# Expat mortgages



## pumpkins (Oct 13, 2009)

Hoping someone has some experience of this.
We are a British couple residing in Dubai but hoping to buy in the Netherlands. How hopeful should we be about getting a mortgage? We've been in Dubai a long time, stable employment and so on. I've had a read of this site on Expatica 
www.expatica.com/nl/housing/Your-guide-to-Dutch-mortgages_101837.html

They say "No restrictions are placed on foreigners buying Dutch property and taking out a mortgage in the Netherlands, even foreigners classed as non-residents."

But then later "There are no formal restrictions for non-Dutch citizens buying Dutch property or applying for a Dutch mortgage. 

Each bank has different requirements but as a rule, if you’re from the EU, they will probably expect you to have a valid passport, have lived in the Netherlands for at least six months, have a citizen service number (BSN) and have permanent employment in the Netherlands."

We have a LO living and working in NL but we've never lived there ourselves.
What are our chances?
Thanks in advance,
Pumpkins


----------



## Bevdeforges (Nov 16, 2007)

Not sure what you mean by an "LO living and working in NL" - but it may depend on the nature of your interest in buying property in the NL. With the current anti-money laundering rules, it can be difficult for "foreigners" to obtain financing just about anywhere unless they can show a long-term interest in the country.

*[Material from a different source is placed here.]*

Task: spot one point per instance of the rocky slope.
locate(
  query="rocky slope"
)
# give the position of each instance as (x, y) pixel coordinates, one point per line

If you're moving there to live, they want you to have established legal residence (including a source of income) and if you're buying as an investment, then they either expect you to get your financing from your country of residence or to establish a presence of some sort in the country, like a business or partnership before they'll lend you money.
Cheers,
Bev


----------



## pumpkins (Oct 13, 2009)

Thanks Bev. I think I'm grasping at straws here. We'd like to make NL our home in the future but would like to buy beforehand...prices are going up at a frightening rate.
Pumpkins


----------



## Bevdeforges (Nov 16, 2007)

Yeah, I was thinking that might be what you meant. Unfortunately, something like that is very difficult to arrange these days. It definitely helps to be in a position where you can pay cash for a house and not have to mess with a mortgage!
Cheers,
Bev


----------